Installation is done by typing install.packages("summarytools")
into the console and pressing enter.
14.2.3.1 dfSummary
dfSummary gives a very versatile representation of your entire dataset. See an example of the “car_dataset6” below. Run the following code:
```{r summarytools2, echo=FALSE, results="asis"}
# summarytools requires the attribute results="asis" to show a pretty
# output in R Markdown.
library(summarytools)
car_dataset6 %>% dfSummary(varnumbers = FALSE,
plain.ascii = FALSE,
style = "grid",
graph.magnif = 0.75,
max.distinct.values = 3, # I wrote the number 3 here
# in order to not see exhaustive number
# of cars in this example.
valid.col = FALSE,
tmp.img.dir = "/tmp")
```
You will then see the following summary:
## Registered S3 method overwritten by 'pryr':
## method from
## print.bytes Rcpp
Variable | Stats / Values | Freqs (% of Valid) | Graph | Missing |
---|---|---|---|---|
Car Brands [character] |
1. AMC Javelin 2. Cadillac Fleetwood 3. Camaro Z28 [ 22 others ] |
1 ( 4.0%) 1 ( 4.0%) 1 ( 4.0%) 22 (88.0%) |
0 (0.0%) |
|
fuel_cons_eu [numeric] |
Mean (sd) : 13.6 (3.8) min < med < max: 7.7 < 13.2 < 22.6 IQR (CV) : 4.3 (0.3) |
20 distinct values | 0 (0.0%) |
|
horsepower_eu [numeric] |
Mean (sd) : 166 (68.8) min < med < max: 52.7 < 177.4 < 339.7 IQR (CV) : 96.3 (0.4) |
17 distinct values | 0 (0.0%) |
|
mass_eu [numeric] |
Mean (sd) : 1551.7 (440.4) min < med < max: 686.3 < 1560.4 < 2460.3 IQR (CV) : 410.5 (0.3) |
22 distinct values | 0 (0.0%) |
|
gear [factor] |
1. 0 2. 1 |
16 (64.0%) 9 (36.0%) |
0 (0.0%) |
14.2.3.2 descr
The function descr of the summarytools package takes only continuous (numerical) variables from the dataset for processing and displays different statistics according to the user’s wishes.
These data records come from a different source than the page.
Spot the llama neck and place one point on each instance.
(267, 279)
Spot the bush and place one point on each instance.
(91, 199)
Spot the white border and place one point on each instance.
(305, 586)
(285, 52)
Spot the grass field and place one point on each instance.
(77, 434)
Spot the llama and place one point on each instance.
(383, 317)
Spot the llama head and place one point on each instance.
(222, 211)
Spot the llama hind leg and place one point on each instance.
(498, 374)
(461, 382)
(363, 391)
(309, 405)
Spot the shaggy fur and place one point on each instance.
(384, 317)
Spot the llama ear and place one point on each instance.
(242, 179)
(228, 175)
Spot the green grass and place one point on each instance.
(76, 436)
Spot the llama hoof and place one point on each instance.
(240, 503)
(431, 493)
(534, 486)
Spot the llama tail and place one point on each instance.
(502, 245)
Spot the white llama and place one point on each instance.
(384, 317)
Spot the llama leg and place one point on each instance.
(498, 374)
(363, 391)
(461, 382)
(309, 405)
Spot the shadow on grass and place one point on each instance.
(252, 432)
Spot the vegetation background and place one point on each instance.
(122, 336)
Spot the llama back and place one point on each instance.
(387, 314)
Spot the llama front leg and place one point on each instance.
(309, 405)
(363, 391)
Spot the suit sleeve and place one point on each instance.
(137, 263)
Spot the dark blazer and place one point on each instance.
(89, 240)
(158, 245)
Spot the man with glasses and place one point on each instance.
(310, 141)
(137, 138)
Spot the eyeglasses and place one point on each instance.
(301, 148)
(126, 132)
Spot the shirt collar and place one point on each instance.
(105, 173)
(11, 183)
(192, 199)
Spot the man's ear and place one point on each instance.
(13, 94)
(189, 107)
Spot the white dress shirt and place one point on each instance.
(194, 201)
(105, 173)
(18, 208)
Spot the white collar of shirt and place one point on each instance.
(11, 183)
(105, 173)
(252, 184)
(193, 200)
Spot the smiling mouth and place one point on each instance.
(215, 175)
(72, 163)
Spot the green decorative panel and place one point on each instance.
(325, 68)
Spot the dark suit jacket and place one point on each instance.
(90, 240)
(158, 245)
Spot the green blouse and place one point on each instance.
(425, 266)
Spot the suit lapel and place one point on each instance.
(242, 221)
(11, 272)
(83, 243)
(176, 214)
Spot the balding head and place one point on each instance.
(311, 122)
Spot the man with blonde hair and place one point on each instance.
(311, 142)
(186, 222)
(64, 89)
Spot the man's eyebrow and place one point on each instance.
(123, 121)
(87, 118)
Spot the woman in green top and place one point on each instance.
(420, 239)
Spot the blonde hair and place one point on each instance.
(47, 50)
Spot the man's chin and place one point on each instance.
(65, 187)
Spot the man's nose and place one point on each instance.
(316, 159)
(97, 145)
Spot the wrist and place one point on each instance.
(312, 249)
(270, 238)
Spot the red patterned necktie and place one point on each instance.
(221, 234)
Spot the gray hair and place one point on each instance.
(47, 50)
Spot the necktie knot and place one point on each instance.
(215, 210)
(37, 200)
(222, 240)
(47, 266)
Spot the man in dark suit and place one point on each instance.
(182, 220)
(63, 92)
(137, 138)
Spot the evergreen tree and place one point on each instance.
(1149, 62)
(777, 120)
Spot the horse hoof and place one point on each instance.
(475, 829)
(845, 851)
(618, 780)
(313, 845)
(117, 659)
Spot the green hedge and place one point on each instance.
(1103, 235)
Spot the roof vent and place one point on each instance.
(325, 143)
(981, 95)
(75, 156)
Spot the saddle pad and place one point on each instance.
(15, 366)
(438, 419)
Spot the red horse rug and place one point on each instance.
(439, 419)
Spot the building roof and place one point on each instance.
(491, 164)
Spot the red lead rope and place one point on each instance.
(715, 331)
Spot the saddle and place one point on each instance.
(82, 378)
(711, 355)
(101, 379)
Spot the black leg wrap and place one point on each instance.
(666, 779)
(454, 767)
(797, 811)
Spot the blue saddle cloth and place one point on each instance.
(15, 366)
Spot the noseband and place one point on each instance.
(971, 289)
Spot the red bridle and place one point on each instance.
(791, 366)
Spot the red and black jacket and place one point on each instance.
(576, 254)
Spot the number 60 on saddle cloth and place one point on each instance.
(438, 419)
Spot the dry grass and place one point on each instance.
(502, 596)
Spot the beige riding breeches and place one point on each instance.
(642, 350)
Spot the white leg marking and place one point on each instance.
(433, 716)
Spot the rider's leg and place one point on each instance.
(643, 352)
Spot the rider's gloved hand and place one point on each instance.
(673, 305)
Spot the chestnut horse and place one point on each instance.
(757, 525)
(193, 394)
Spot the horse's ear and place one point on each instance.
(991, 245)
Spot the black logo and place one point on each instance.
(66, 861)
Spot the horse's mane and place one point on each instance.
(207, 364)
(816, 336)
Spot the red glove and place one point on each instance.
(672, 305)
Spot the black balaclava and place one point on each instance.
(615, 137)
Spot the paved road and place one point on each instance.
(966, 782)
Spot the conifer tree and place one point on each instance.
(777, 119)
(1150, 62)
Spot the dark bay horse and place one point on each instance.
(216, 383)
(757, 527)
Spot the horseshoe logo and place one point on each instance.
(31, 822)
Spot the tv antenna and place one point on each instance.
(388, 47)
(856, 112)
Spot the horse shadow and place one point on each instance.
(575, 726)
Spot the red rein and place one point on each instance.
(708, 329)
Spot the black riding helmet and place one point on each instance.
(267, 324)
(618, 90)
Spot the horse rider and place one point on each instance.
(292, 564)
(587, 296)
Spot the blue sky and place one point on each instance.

Look at the following examples.
First example:
```{r descr, echo=FALSE, results="asis"}
library(summarytools)
descr(car_dataset6,
stats = "common",
transpose = TRUE,
headings = FALSE)
```
We asked for “common” identifiers - you can see what the descr command thinks they are from the table below.
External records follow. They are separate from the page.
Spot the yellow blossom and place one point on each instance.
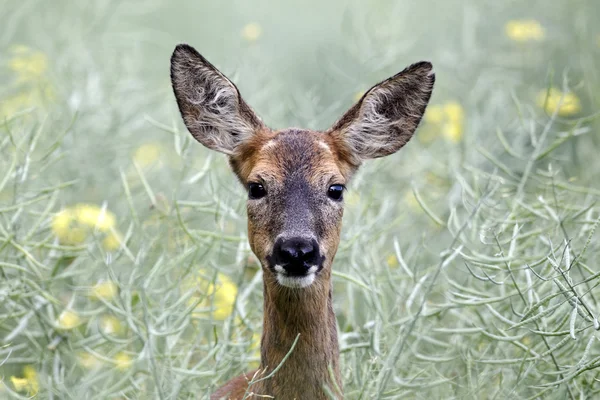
(28, 383)
(219, 296)
(524, 30)
(105, 290)
(73, 225)
(68, 319)
(566, 103)
(122, 361)
(446, 118)
(110, 325)
(147, 154)
(95, 217)
(88, 361)
(392, 261)
(251, 32)
(411, 201)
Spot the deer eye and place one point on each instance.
(335, 192)
(256, 191)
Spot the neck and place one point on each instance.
(313, 362)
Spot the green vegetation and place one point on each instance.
(468, 266)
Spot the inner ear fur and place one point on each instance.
(211, 105)
(387, 115)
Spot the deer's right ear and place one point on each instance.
(210, 104)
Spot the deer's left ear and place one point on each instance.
(386, 117)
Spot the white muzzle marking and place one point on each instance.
(296, 282)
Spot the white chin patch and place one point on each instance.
(296, 282)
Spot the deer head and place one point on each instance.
(296, 178)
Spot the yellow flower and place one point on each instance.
(251, 32)
(110, 325)
(448, 119)
(28, 383)
(27, 63)
(392, 261)
(435, 114)
(566, 104)
(147, 154)
(95, 217)
(88, 361)
(524, 30)
(68, 319)
(411, 201)
(105, 290)
(73, 225)
(222, 293)
(122, 361)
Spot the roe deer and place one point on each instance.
(295, 180)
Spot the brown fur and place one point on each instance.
(296, 167)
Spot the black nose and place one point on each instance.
(296, 255)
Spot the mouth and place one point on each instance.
(295, 281)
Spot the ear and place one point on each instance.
(210, 104)
(387, 115)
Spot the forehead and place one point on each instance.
(293, 152)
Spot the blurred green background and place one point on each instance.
(468, 262)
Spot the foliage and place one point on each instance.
(468, 263)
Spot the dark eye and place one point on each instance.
(335, 192)
(256, 191)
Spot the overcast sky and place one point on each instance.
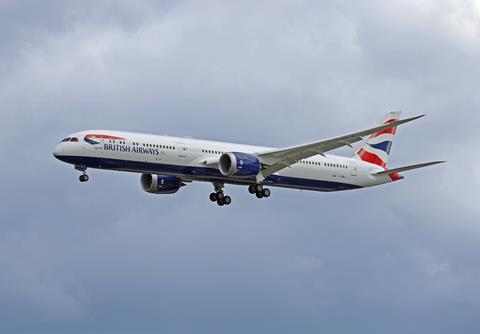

Note that R throws a warning above the table that only numeric variables made it into the analysis, which was already known:
## Non-numerical variable(s) ignored: Car Brands, gear
Mean | Std.Dev | Min | Median | Max | N.Valid | Pct.Valid | |
---|---|---|---|---|---|---|---|
fuel_cons_eu | 13.60 | 3.82 | 7.74 | 13.21 | 22.62 | 25.00 | 100.00 |
horsepower_eu | 165.95 | 68.76 | 52.72 | 177.43 | 339.65 | 25.00 | 100.00 |
mass_eu | 1551.71 | 440.39 | 686.30 | 1560.38 | 2460.33 | 25.00 | 100.00 |
In the second example, we define manually the statistics we want:
```{r descr2, echo=FALSE, results="asis"}
library(summarytools)
descr(car_dataset6,
stats = c("mean","sd","min","max"),
transpose = TRUE,
headings = FALSE)
```
## Non-numerical variable(s) ignored: Car Brands, gear
Mean | Std.Dev | Min | Max | |
---|---|---|---|---|
fuel_cons_eu | 13.60 | 3.82 | 7.74 | 22.62 |
horsepower_eu | 165.95 | 68.76 | 52.72 | 339.65 |
mass_eu | 1551.71 | 440.39 | 686.30 | 2460.33 |
By typing ?descr
in the console, you can find out more about all the statistics (the section “stats” of the Help) you can request from the descr function.
14.2.3.3 freq
The function freq of the summarytools package is used to study the characteristics of categorical variables: n-numbers, percentages and cumulative frequency of categories.
I’ve tweaked the sample code below to make this function as similar to SAS’s great PROC FREQ as possible.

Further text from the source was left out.